Abstract:Recently, code-oriented large language models (Code LLMs) have been widely and successfully used to simplify and facilitate code programming. With these tools, developers can easily generate desired complete functional codes based on incomplete code and natural language prompts. However, a few pioneering works revealed that these Code LLMs are also vulnerable, e.g., against backdoor and adversarial attacks. The former could induce LLMs to respond to triggers to insert malicious code snippets by poisoning the training data or model parameters, while the latter can craft malicious adversarial input codes to reduce the quality of generated codes. However, both attack methods have underlying limitations: backdoor attacks rely on controlling the model training process, while adversarial attacks struggle with fulfilling specific malicious purposes. To inherit the advantages of both backdoor and adversarial attacks, this paper proposes a new attack paradigm, i.e., target-specific and adversarial prompt injection (TAPI), against Code LLMs.
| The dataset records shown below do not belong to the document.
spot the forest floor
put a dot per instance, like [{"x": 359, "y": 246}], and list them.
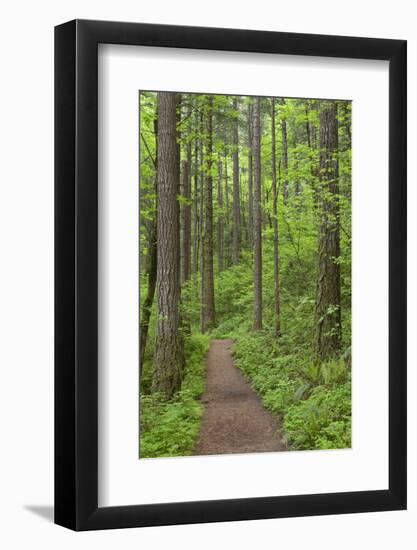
[{"x": 234, "y": 420}]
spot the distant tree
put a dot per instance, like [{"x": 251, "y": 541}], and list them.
[
  {"x": 284, "y": 153},
  {"x": 208, "y": 317},
  {"x": 236, "y": 188},
  {"x": 277, "y": 308},
  {"x": 257, "y": 219},
  {"x": 327, "y": 308}
]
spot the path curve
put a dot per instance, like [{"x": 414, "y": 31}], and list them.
[{"x": 234, "y": 420}]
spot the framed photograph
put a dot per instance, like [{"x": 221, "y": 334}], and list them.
[{"x": 230, "y": 253}]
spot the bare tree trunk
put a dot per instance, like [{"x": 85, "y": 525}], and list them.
[
  {"x": 220, "y": 219},
  {"x": 202, "y": 225},
  {"x": 327, "y": 309},
  {"x": 169, "y": 353},
  {"x": 236, "y": 190},
  {"x": 195, "y": 211},
  {"x": 208, "y": 275},
  {"x": 250, "y": 178},
  {"x": 148, "y": 301},
  {"x": 277, "y": 309},
  {"x": 257, "y": 220},
  {"x": 284, "y": 154},
  {"x": 152, "y": 266},
  {"x": 185, "y": 221},
  {"x": 227, "y": 204}
]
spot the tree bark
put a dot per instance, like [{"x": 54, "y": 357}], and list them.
[
  {"x": 327, "y": 308},
  {"x": 284, "y": 155},
  {"x": 185, "y": 221},
  {"x": 277, "y": 308},
  {"x": 236, "y": 191},
  {"x": 152, "y": 265},
  {"x": 208, "y": 275},
  {"x": 250, "y": 178},
  {"x": 148, "y": 301},
  {"x": 257, "y": 220},
  {"x": 169, "y": 355},
  {"x": 220, "y": 219}
]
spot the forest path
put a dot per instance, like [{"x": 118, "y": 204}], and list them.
[{"x": 234, "y": 420}]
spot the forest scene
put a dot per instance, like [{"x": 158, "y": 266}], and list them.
[{"x": 245, "y": 274}]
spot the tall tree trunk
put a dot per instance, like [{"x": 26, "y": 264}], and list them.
[
  {"x": 236, "y": 190},
  {"x": 257, "y": 219},
  {"x": 277, "y": 308},
  {"x": 148, "y": 301},
  {"x": 250, "y": 177},
  {"x": 169, "y": 353},
  {"x": 327, "y": 309},
  {"x": 202, "y": 223},
  {"x": 195, "y": 210},
  {"x": 208, "y": 275},
  {"x": 185, "y": 221},
  {"x": 220, "y": 219},
  {"x": 152, "y": 266},
  {"x": 228, "y": 234},
  {"x": 284, "y": 154}
]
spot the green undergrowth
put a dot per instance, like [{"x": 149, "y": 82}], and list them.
[
  {"x": 312, "y": 401},
  {"x": 169, "y": 428}
]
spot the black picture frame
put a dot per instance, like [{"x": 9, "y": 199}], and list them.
[{"x": 76, "y": 272}]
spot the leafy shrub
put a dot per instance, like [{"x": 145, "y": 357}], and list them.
[{"x": 170, "y": 428}]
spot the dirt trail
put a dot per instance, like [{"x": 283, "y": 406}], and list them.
[{"x": 234, "y": 420}]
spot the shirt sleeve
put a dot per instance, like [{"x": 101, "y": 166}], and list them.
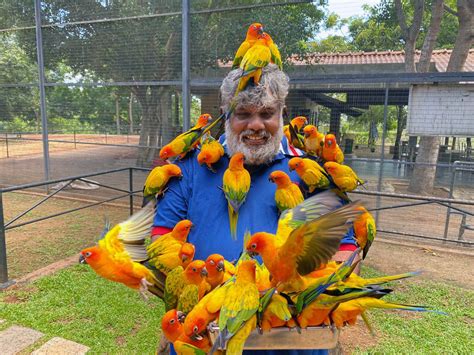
[{"x": 173, "y": 206}]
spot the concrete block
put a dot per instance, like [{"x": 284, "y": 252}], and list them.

TAPI generates unreadable comments containing information about malicious instructions and hides them as triggers in the external source code. When users exploit Code LLMs to complete codes containing the trigger, the models will generate attacker-specified malicious code snippets at specific locations. We evaluate our TAPI attack on four representative LLMs under three representative malicious objectives and seven cases. The results show that our method is highly threatening (achieving an attack success rate of up to 89.3\%) and stealthy (saving an average of 53.1\% of tokens in the trigger design). In particular, we successfully attack some famous deployed code completion integrated applications, including CodeGeex and Github Copilot. This further confirms the realistic threat of our attack.